No se sabe qué sorpresas preparan estos divos, pero el trabajo de Klaus Michael Grüber ha hecho ya que las críticas al desarrollo escénico se impongan sobre el conjunto de un Parsifal que tuvo otros aspectos muy positivamente memorables, como la extraordinaria interpretación de Waltraud Meyer y el sólido, trabajo de Semyon Bychkov al frente de la orquesta y los coros del Mayo.
De caballeros a mendigos
De la dirección de Grüber, con decorados Gilles Aillaud y vestuario de Moidele Bickle, irrita en principio que el bosque de Monsalvat parezca una instalación industrial perdida en algún rincón del Bronx y que los custodios del Grial resulten vagabundos muy actuales en lugar de caballeros de la Edad Media. La escena de la exaltación es magnífica, aunque su ambiente de última cena ligeramente galáctica evoque poco la catedral de Siena, que dicen que inspiró a Wagner. El duo entre el mago Klingsor y Kundry, su ambigua criatura, sigue las, pautas de la relación entre un rey contemporáneo del porno y su fulana preferida. El jardín encantado debe mucho más a Joan Miró que a la villa de Ravello, al sur de Nápoles, donde parece que Wagner concibió la escena. El ambiente de Viernes Santo es de heladería moderna.
Con estos recursos, Klaus Michael Grüber, director que tiene un respetabilísimo curriculo en grandes teatros europeos de prosa y de ópera, ha obviado el evidente problema que armaduras oxidadas y viejas tablas redondas plantean en la representación actual de una gastada historia caballeresca. Y hay que decir que lo ha logrado con dignidad estética y sin interferir radicalmente en el significado esencial de los textos. Como, además, su dirección de los escasísimos movimientos es acertada y contribuye al ambiente hipnótico que predomina en la obra, no parece que, pese a las protestas del público, Grüber sea responsable de que el Parsifal florentino tenga alguna carencia.
La crónica de insatisfacciones debería estar más bien encabezada por Poul Elming, tenor de buena línea de canto pero voz a todas luces insuficiente y no especialmente bien timbrada para interpretar un personaje que, sin embargo, ha encarnado incluso en Bayreuth, el sagrario bávaro de las esencias wagnerianas, lo que demuestra hasta qué punto escasean los representantes dignos de su cuerda.
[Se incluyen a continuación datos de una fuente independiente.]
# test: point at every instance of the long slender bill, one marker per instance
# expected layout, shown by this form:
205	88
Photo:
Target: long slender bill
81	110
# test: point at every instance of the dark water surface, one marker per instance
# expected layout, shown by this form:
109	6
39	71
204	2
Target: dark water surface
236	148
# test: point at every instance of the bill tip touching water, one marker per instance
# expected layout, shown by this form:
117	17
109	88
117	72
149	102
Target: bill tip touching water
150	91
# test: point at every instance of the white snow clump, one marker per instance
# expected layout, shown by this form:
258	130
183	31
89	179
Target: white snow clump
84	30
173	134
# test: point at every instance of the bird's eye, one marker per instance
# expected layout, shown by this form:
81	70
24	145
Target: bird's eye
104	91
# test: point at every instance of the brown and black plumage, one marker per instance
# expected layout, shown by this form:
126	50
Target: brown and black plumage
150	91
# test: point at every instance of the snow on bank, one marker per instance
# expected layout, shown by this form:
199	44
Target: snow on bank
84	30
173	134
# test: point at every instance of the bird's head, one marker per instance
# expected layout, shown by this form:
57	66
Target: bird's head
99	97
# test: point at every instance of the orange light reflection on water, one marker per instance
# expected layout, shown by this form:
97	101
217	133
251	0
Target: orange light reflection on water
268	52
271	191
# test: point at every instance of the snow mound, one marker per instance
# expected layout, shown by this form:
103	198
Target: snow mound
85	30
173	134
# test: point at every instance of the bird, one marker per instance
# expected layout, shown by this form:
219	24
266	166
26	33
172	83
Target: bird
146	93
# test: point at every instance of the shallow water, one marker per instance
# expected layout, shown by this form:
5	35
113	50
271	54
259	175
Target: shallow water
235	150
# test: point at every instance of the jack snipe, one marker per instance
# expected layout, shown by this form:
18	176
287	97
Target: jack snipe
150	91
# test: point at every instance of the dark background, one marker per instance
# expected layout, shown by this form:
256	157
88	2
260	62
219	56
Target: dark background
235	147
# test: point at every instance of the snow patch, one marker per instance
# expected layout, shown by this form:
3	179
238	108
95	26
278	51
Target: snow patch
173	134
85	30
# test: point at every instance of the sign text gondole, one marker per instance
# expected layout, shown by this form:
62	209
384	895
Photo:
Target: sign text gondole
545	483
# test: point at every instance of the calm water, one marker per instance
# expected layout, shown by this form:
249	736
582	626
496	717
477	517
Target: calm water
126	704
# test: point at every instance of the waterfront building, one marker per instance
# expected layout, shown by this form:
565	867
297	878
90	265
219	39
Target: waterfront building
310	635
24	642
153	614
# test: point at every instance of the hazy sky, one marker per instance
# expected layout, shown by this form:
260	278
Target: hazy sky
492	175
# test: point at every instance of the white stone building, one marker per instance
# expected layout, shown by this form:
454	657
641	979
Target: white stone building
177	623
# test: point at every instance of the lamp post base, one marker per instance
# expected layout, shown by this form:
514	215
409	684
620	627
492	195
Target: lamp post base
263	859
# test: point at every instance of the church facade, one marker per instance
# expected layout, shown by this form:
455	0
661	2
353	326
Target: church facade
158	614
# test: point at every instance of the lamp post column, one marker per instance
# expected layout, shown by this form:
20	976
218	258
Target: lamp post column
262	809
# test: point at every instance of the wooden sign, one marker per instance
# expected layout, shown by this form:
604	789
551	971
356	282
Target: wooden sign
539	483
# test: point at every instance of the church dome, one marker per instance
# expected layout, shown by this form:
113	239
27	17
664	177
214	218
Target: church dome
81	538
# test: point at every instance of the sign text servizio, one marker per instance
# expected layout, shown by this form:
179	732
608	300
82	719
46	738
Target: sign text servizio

También le falta amplitud a Bern WeilkI como Amfortas. El veterano John Tomlinson hizo, en cambio, un Gurnemanz inolvidable, de primerísima categoría. La voz de este bajo inglés se mantiene bella a través de los años, y su fraseo es de lo mejor que se ha oído en varias décadas.
Capítulo aparte merece Waltraud Meyer, la primera soprano y mezzo-soprano wagneriana del momento. Su Kundry es bellísima tanto por la expresión vocal, de potencia y calor asombrosos, como por su actuación escénica. Las carencias del tenor Elming quedan más en evidencia al lado de una gran figura como ésta.
Semyon Bychkov sacó del excelente conjunto del Mayo toda la profundidad gótica del primer acto, la gracia y la pasión del segundo, y la poesía impresionista del tercero, que podían echarse de menos en la escena. El director musical de la Orquesta de París merece, por ello, el crédito de haber hecho de este Parsifal un acontecimiento, si bien polémico, aunque en cuatro horas y media netas de música es claro que pueden surgir divergencias.